In 1977, president Jimmy Carter was facing growing resistance from congress and the defence bureaucracy about a campaign pledge to draw down US military forces on the Korean peninsula.

“The essence of the question is: is our country committed on a permanent basis to keep troops in South Korea, even if they are not needed, to maintain the stability of that peninsula,” he said at the time.

After yesterday’s first meeting between a sitting US president and a North Korean leader, this very question may be relevant again.

As part of a broader peace deal, an eventual drawdown in US military forces on the peninsula could eventuate. Last month, President Donald Trump reportedly ordered Pentagon evaluations on what a withdrawal would look like.

Former White House adviser Steve Bannon talked of the need to exchange US troop presence on the peninsula for a freeze of North Korea’s nuclear program. A top South Korean presidential adviser suggested the same, before being forced to take his comments back.

The 28,500 US troops in South Korea form a large bulk of US ground forces in the Indo-Pacific.

They are largely prepared for “full-spectrum” conflict or the ability to confront an adversary across the full range of warfare, including artillery operations, electronic warfare and missile defence.

F-16 fighters, Army Black Hawk transport helicopters and a large contingent of Apache helicopters are stationed in South Korea. US special operations forces are also known to exercise frequently with their South Korean counterparts.

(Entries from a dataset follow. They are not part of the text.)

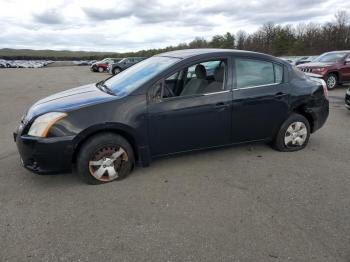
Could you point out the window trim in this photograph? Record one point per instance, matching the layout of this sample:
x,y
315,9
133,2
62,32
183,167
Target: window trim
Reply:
x,y
187,65
235,87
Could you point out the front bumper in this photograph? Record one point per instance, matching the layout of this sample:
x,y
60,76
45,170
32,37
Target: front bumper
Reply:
x,y
45,155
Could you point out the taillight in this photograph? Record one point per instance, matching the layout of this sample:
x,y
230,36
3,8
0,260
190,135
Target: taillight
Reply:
x,y
325,89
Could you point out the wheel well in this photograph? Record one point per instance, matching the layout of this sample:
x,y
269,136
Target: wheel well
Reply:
x,y
122,133
302,111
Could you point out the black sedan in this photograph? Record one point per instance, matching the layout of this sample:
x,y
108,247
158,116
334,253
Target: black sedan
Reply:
x,y
171,103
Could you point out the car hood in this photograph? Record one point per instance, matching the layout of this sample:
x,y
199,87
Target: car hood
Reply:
x,y
316,64
69,100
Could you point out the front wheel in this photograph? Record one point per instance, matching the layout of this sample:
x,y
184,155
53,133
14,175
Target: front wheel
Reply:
x,y
104,158
331,81
293,135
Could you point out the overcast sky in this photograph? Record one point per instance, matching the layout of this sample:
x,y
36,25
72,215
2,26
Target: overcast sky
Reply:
x,y
130,25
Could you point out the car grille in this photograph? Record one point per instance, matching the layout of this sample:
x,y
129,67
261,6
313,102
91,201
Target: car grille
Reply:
x,y
306,70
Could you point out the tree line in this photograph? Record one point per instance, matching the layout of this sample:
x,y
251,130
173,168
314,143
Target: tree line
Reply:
x,y
278,40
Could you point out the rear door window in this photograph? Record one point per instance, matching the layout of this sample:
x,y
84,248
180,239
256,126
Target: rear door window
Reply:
x,y
254,73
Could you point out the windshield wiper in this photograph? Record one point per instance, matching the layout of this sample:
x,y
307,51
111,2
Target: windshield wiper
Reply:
x,y
101,85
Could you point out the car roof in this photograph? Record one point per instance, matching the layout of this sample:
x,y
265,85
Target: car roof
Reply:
x,y
339,51
187,53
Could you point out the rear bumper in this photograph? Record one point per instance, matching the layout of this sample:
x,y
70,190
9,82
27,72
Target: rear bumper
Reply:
x,y
319,115
45,155
347,99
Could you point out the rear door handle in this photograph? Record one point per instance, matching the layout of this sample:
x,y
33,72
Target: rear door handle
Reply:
x,y
280,95
221,106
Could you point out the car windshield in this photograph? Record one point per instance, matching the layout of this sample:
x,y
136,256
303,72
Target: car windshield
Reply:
x,y
330,57
130,79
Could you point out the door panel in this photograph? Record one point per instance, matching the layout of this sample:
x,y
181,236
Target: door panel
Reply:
x,y
187,123
345,71
259,112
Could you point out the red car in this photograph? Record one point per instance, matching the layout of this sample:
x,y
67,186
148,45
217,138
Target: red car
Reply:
x,y
102,65
333,67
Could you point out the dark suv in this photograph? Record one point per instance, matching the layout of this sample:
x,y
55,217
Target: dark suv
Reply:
x,y
333,67
171,103
125,63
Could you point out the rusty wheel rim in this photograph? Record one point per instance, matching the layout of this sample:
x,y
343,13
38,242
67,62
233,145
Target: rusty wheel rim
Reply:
x,y
107,162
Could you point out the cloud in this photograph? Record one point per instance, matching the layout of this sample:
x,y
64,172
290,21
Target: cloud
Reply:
x,y
137,24
106,14
50,17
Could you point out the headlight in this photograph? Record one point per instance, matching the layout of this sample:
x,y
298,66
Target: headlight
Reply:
x,y
319,69
43,123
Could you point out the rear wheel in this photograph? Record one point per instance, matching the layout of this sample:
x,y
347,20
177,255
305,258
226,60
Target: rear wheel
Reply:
x,y
331,81
293,135
104,158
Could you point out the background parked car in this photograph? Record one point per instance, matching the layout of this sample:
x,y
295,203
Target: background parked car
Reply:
x,y
102,65
333,67
305,59
125,63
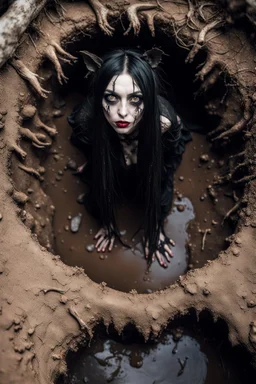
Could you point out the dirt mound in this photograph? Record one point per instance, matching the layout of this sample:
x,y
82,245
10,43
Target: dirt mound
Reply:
x,y
47,306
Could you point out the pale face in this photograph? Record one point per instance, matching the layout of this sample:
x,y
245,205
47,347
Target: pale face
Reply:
x,y
123,104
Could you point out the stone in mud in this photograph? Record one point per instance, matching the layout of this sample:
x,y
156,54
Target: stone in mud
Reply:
x,y
204,158
90,247
20,197
75,223
180,208
57,113
80,198
71,164
28,111
252,334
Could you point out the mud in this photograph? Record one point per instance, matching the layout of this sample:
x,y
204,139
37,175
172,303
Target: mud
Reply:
x,y
47,307
192,201
181,354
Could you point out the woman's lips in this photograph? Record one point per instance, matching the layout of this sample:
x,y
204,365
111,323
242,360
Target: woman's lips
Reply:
x,y
122,124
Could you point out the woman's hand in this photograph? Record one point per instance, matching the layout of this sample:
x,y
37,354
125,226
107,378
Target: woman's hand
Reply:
x,y
163,251
104,240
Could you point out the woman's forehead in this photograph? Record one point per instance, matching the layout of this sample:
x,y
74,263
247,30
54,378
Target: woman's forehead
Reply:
x,y
123,84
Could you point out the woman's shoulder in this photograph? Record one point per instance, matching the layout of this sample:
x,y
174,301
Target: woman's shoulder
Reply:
x,y
81,113
168,116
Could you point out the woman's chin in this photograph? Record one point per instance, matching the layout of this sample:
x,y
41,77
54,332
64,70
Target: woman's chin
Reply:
x,y
124,131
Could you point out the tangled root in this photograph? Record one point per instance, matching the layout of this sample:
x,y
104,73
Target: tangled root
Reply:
x,y
39,124
31,171
15,148
201,38
31,77
52,52
132,13
37,139
102,14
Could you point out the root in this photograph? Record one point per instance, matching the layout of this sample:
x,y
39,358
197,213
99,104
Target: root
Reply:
x,y
45,291
20,197
201,38
190,17
31,171
31,77
238,127
102,14
150,21
236,156
201,14
39,124
205,233
132,13
207,68
231,174
14,147
232,210
13,24
245,179
74,313
37,139
51,53
209,82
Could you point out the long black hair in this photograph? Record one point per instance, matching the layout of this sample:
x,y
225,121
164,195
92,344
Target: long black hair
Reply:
x,y
149,159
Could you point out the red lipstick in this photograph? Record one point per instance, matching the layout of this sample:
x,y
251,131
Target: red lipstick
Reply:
x,y
122,124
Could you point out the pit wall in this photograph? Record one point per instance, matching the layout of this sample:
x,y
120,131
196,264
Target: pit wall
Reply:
x,y
47,306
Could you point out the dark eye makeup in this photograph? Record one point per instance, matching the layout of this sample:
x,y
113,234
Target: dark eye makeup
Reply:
x,y
112,98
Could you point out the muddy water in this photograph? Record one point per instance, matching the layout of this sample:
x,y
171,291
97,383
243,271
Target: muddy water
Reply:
x,y
126,269
180,356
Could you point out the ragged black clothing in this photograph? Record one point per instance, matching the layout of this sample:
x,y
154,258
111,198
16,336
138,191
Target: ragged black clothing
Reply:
x,y
173,146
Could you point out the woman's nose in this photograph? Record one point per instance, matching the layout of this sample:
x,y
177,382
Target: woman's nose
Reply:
x,y
122,111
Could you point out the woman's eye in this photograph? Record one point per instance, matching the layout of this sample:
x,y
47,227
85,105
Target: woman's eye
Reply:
x,y
110,98
135,99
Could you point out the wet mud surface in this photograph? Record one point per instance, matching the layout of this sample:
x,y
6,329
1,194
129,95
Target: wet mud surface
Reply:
x,y
46,306
181,355
194,211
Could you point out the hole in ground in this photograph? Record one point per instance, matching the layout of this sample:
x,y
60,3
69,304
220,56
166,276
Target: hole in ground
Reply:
x,y
124,269
187,351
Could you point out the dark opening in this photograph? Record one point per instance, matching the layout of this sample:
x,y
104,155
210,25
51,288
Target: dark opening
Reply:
x,y
187,351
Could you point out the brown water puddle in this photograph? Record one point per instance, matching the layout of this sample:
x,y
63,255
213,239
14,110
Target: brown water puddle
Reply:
x,y
180,356
126,269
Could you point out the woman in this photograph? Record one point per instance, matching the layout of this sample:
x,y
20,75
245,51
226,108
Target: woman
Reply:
x,y
133,141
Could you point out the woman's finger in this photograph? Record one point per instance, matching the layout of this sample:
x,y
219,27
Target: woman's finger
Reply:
x,y
100,240
172,242
105,244
111,244
168,250
100,232
160,259
101,245
167,257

US forces in Korea are intended to perform a couple of functions. The first is a deterrent against North Korean aggression. They act as a “trip wire” or bulwark against any potential invasion from the North until reinforcements from Japan, Guam and the continental US arrive in the event of a conflict. They would also be an element of a “bolt from the blue” force if the US were to attack North Korea’s nuclear facilities.

But largely unsaid is the role these forces play in the US military posture in the Indo-Pacific. During Carter’s time, the US’s need for military forces in the Pacific was largely to deter North Korea, Sov­iet forces based in the ­Pacific and to maintain the status quo on Taiwan. Today, Beijing’s military is growing rapidly.

A staged drawdown of US forces from the peninsula is not necessarily bad for the US presence in the region, if it forms part of a larger peace agreement with North Korea that included verifiable arms control regarding their nuclear stockpile and missile inventory, as well as support for South Korea’s military forces. US troops and equipment in Korea could be shifted — to Japan or Guam — although both would be at a greater distance from critical North Korean nuclear and missile sites. The Pentagon may try to supplement this with increased naval patrols or selling advanced military equipment to Seoul.

Tokyo may welcome an increased US military presence on its soil. Japan wants complete disarmament of North Korea’s nuclear program. As this is unlikely, Japan may seek more presence and assurance from the Pentagon.

However, if a drawdown doesn’t occur in this context it may leave Washington in a weaker position. South Korea subsidises a significant chunk of US costs to station troops there (up to 50 per cent) and has agreed to pay for 92 per cent of a $US10.2 billion ($13.4bn) expansion to Washington’s largest overseas military base at Camp Humphreys. The US could end up paying more for any troops moved back home.

Seoul has also seen a re-emergence of domestic debate regarding the developing of its own nuclear weapons. The US military in South Korea help to prevent this.

And what if the US removes its forces from the peninsula and North Korea fails to honour its pledges? Washington will find itself with less leverage and potentially the same problem.